KEDIRI – Ratusan miliar rupiah dana Sisa Lebih Pembiayaan Anggaran (SILPA) kembali menjadi sorotan tajam dalam Rapat Paripurna DPRD Kota Kediri, Kamis (25/9). Rapat yang digelar di Gedung Badan Kepegawaian dan Pengembangan Sumber Daya Manusia (BKPSDM) milik Pemerintah Kota Kediri itu. Menyingkapkan fakta, bahwa lebih dari Rp338 miliar uang rakyat belum termanfaatkan optimal.
Para legislator menegaskan, anggaran dalam Rancangan Perubahan APBD 2025 tak boleh hanya berhenti di atas kertas. Alokasinya harus menyentuh langsung kebutuhan warga, terutama sektor pendidikan, kesehatan, dan penguatan ekonomi lokal.
Terkait hal ini, Wali Kota Kediri, Vinanda Prameswati, menegaskan kebijakan anggaran tak boleh dipandang sebagai formalitas belaka. Menurutnya, angka-angka dalam APBD baru bermakna jika memberi dampak nyata pada masyarakat.
“Tujuan besarnya jelas: meningkatkan kualitas pendidikan, layanan kesehatan, mendorong pertumbuhan ekonomi, sekaligus menekan angka kemiskinan. Kalau tidak memberi efek nyata, anggaran hanya jadi catatan administratif,” ujarnya usai rapat.
Terkait hal ini, Ketua DPRD Kota Kediri, Dra. Firdaus, menyampaikan peringatan keras soal arah kebijakan anggaran. Ia menegaskan DPRD akan mengawal ketat pembahasan, agar setiap rupiah benar-benar untuk kepentingan publik, bukan sekadar formalitas serapan.
“Prinsip kami sederhana: setiap rupiah dari APBD harus kembali pada masyarakat.
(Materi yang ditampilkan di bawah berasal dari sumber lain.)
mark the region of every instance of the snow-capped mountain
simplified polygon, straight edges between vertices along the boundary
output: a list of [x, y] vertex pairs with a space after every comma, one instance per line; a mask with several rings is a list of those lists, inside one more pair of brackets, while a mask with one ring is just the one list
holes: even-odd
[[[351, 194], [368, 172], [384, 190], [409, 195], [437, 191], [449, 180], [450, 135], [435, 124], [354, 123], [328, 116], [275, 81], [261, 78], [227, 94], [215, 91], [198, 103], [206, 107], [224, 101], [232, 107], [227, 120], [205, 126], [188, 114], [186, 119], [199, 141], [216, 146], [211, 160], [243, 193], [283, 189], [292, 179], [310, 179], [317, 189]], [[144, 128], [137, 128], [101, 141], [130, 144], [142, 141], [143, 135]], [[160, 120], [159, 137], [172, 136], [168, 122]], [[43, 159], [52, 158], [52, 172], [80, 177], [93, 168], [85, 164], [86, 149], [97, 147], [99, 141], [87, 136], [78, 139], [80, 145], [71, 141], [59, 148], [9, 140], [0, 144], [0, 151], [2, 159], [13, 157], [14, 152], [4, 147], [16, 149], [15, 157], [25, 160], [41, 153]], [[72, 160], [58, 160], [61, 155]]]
Itu yang akan kami kawal dalam pembahasan perubahan anggaran ini,” katanya.
BPPKAD Klaim SILPA Bukan Akibat Lemah Serapan
Di sisi lain, Kepala BPPKAD Kota Kediri, Sugeng Wahyu, membeberkan rincian SILPA. Total dana yang tercatat mencapai Rp338.183.377.781,83. Namun, ia membantah anggapan bahwa jumlah besar ini lahir dari lemahnya penyerapan anggaran.
Menurut Sugeng, angka itu justru berasal dari pendapatan daerah yang melampaui target serta efisiensi belanja. Dari total SILPA, sebesar Rp330,94 miliar sudah dialokasikan di APBD awal, sehingga yang benar-benar masuk dalam Perubahan APBD hanya Rp7,24 miliar.
“Kondisi keuangan kita sehat. Tingkat penyerapan tetap stabil di angka 85–90 persen tiap tahun. SILPA ini akan diarahkan pada program prioritas, mulai pendidikan, kesehatan, sampai infrastruktur,” tegasnya.
Meski pemerintah kota menyebut kondisi keuangan “sehat”, fakta SILPA ratusan miliar tetap menimbulkan pertanyaan publik. Apakah kelebihan ini benar cerminan kinerja efisien, atau justru sinyal lemahnya perencanaan anggaran?
Yang jelas, DPRD berjanji tidak akan memberi ruang bagi dana SILPA mengendap sia-sia. Publik kini menunggu, apakah janji alokasi untuk kebutuhan mendasar benar-benar diwujudkan, atau lagi-lagi hanya berhenti sebagai jargon dalam dokumen APBD.